この世の果て
バヤンの死後、すっかり気落ちして体調をくずしたカイシャンを看るため桂花はしばらくの間、自分のゲルを留守にしていた。
「王子を頼みます」というバヤンの、最後の言葉を守りたいと思う反面、いい加減カイシャンの傍を離れなくては。という焦りもあった。
中華に来てからというものカイシャンの事で頭がいっぱいになる時間が多くなっていた桂花は、時折回想に耽ってしまうことがある。
――――――――夢。
柢王と二人で過ごした日々の夢をみた日は、目覚めてしまった己を恨み、幾つもの氷の刃を全身に受け体を真っ赤に染め上げた恋人の夢を見た日は、震えがいつまでも止まらず現実に戻るまで時間がかかった。
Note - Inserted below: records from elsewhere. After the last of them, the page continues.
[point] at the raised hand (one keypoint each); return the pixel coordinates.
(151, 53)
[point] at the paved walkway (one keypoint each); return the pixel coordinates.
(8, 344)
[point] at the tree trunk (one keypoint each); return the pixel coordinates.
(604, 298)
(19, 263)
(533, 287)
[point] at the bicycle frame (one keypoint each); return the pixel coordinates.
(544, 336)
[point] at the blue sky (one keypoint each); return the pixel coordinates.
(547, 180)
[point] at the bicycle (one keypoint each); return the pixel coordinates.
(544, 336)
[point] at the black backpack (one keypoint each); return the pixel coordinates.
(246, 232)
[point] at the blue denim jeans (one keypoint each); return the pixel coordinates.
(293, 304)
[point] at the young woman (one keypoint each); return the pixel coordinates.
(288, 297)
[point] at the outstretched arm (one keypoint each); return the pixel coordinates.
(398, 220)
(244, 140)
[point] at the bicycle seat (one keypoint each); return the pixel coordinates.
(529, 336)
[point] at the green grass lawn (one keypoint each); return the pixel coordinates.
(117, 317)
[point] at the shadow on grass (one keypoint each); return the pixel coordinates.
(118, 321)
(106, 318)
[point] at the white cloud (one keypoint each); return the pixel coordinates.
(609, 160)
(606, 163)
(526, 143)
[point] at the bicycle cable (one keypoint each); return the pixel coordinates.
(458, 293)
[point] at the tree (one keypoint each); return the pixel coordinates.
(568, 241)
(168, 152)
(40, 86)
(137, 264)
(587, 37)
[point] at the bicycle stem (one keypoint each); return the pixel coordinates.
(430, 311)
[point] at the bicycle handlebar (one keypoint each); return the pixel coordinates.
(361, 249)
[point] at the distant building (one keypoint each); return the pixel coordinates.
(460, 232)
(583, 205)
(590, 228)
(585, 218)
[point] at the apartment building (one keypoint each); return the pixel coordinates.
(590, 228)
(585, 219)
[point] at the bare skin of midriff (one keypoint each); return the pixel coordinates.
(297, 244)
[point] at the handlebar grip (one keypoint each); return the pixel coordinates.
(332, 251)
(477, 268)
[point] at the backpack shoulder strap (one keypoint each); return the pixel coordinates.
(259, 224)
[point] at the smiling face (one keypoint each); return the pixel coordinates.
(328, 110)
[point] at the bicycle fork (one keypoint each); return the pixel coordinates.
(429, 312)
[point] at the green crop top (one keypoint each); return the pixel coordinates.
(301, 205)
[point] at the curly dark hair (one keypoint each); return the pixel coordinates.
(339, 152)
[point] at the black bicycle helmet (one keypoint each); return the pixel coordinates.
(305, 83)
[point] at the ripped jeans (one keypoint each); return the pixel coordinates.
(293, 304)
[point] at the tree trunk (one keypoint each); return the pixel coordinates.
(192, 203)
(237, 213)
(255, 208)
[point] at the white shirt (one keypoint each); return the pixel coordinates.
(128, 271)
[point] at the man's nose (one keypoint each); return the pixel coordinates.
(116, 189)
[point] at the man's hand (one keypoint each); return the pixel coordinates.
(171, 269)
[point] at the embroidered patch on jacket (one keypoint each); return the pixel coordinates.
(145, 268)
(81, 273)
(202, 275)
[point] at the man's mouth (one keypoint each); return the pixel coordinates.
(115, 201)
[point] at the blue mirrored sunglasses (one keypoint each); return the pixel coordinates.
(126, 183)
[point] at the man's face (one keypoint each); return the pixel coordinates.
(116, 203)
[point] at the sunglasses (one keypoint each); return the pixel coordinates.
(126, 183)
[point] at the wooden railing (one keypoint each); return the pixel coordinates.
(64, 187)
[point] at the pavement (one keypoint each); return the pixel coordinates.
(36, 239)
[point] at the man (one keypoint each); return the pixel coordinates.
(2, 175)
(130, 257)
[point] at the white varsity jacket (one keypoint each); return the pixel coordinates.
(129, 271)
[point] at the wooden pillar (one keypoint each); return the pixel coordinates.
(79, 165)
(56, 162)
愛しい温もりに抱かれた優しいひととき。唯一を失った地獄の日。
どんな夢をみても虚しさが残るだけなのだ。
さっきも、久しぶりに柢王の夢をみた。
カイシャンの傍らでいつの間にか寝てしまっていたらしく「うなされていたぞ」と、病人である彼に起こされ心配をかけてしまった。
「少し・・・・風に吹かれてきます」
遠い彼方。
尊きものが沈み始める頃、桂花はカイシャンのもとを離れた。
帰るところはもう無い。
孤独な体に溢れんばかりの誠意と愛情を与えてくれた人。
自分の居場所を与えてくれた人。
生きる希望と楽しみを教えてくれた人。
どうしてこんな事になってしまったのか、考えるたび自分のせいのような気がしてくる。
魔族である自分が天界人の、しかも武将で王子である男を愛し、愛されたせい・・・・。
「柢王」
その名を口にするだけでこんなにも苦しい。
無いものを求めて、既に果てたはずの己の体も心も震えもがく。
涙を流せば時間を戻せるというのなら、いくらでも流してみせる。
唯一をこの手に取り戻せるというのなら何でもする。
器と化した体を守る為なら何でもする。
例えそれが・・・・・あの人の望まない結果になるとしても。
柢王―――――――――あなたの親友が大切ならば今すぐ吾の前に姿を見せて。
「桂花」
驚いてふり向いた先には、今や柢王にそっくりな顔つきとなったカイシャン。
(柢王(あなた)って人は・・・本当に・・・・・・・・・・)
あまりのタイミングの良さに桂花は自嘲的な笑いを見せた。
「大丈夫か?」
「何がですか」
「なんか・・・・元気ないと思って」
「そんな事ありません」
構わないでくれと全身で訴えてくる桂花の横に立つと、カイシャンはその手を握り締めた。
「陽が沈む時っていうのは、妙にもの悲しい気分になるよな。でも俺はこの時間が好きだ。今日という日が終わり、また新しい明日が来る。生きてるって感じがするだろ?」
「・・・・・・・」
「でも、俺が俺らしく生きていくにはお前が必要だ。出て行くな」
「何を・・」
「何度だって言うぞ。俺から離れるな、勝手にいなくなったりするなよ」
「・・・・・カイシャン様、まだ本調子ではないはずです。中にお入りください」
「お前が入ったらな」
いつの時も同じ。
吾を止めることができるのは柢王(あなた)しかいない。
柢王(あなた)だけなんです―――――――――。
だ自分よりまだ背の低いカイシャンに手を引かれ、桂花はゲルへと引き返した。
バヤンとの約束を口実に己をごまかしカイシャンの傍についていた桂花であったが、半年後。
天界の元帥クラスの者が降りてきていることを知り、そのもとを離れる決心をする。